Лейтес кричит, что аренда приносит ему одни убытки.
— Пусть бы у профсоюза так болел живот, как он болит у меня из-за этой мельницы! — постоянно причитает он.
— Нохем Лейтес, выпишите газету?
— А деньги? Где мне взять деньги? — Он протягивает ко мне руки, и кажется, вот-вот заплачет. — Ведь ты уже взрослый, Ошер! Так пойми же: ученики (он имеет в виду Зяму и других) пьют из меня кровь! А налоги? — Он начинает загибать на руке пальцы: — Налог на культуру — это раз; подоходный — это два; просто так налог — это три; соцстрах — четыре; аренда — пять; каждый раз какой-нибудь штраф — это шесть; листок — это тебе семь; ремонт и еще всякое другое — это восемь. А самому ведь тоже надо кушать! — вскрикивает он и начинает кашлять. — А теперь еще новый налог — газеты.
— Кто вас принуждает? — кричит на него бухгалтер. — Не мешайте мне работать!
— Боже мой, с ума можно сойти! — Лейтес падает на табуретку и, срывает с себя шапку. — Живьем поедают! Что творится на белом свете?!
Но я его и слушать не хочу. Выхожу из конторы и узкой тропкой направляюсь прямо к Голде. Иду полем, потому что так ближе.
До жатвы еще далеко, и в поле никого нет. Только жаворонок висит, как на веревочке, над хлебами да обычно пугливые трясогузки безбоязненно летают теперь вокруг меня, гоняясь за мошками.
Иногда в стороне, утонув в хлебах, мелькнет соломенная крыша деревенской хаты или журавель над колодцем. Жаль, что здесь не видно домика еврейского крестьянина.

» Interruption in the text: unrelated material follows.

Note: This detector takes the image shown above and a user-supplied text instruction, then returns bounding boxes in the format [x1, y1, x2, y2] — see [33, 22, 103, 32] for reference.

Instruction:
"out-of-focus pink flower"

Ложусь в самой гуще пшеницы. Вокруг меня покачиваются и тихо шуршат колосья; надо мной проплывают облака, похожие на куски ваты. Божья коровка садится мне на лицо, щекочет меня своими шестью лапками, но я ее не сгоняю.
В школе сейчас каникулы, поэтому здесь никого нет. Но у калитки во двор я встречаю глухую Матильду. На плече у нее чемодан Голды.
Странно! У меня сердце падает.
Дверь в комнату Голды полуоткрыта, мне не приходится даже стучать. Однако Голда встречает меня неприветливо. Она сидит посреди комнаты на связке книг, возле нее — раскрытый чемодан. При моем приходе она его сразу захлопывает.
— Голда, — спрашиваю я, — вы уезжаете?
— Чего тебе нужно? — говорит она недовольно, затем, ухватившись руками за стол, пересаживается на стул.
— Я был у Ищенко. Он передал мне привет от Магида.
— Знаю, — отвечает она сухо.
— И поручил мне распространять газеты.
— Газеты? — Тут она улыбается и становится немного приветливей.
— Я пришел предложить вам газету.
— Хорошо, Ошер.
Она берет у меня список газет и отмечает нужные ей карандашом. Потом она пишет записку и говорит, что в отделе просвещения мне по ней заплатят.
Я встаю и собираюсь уходить. Она задерживает меня:
— Подожди-ка!
Проведя рукой по моему лбу, она долго глядит мне в глаза, но так ничего и не говорит.
В последнее время Голда стала какой-то грустной, раздражительной, побледнела, глаза углубились.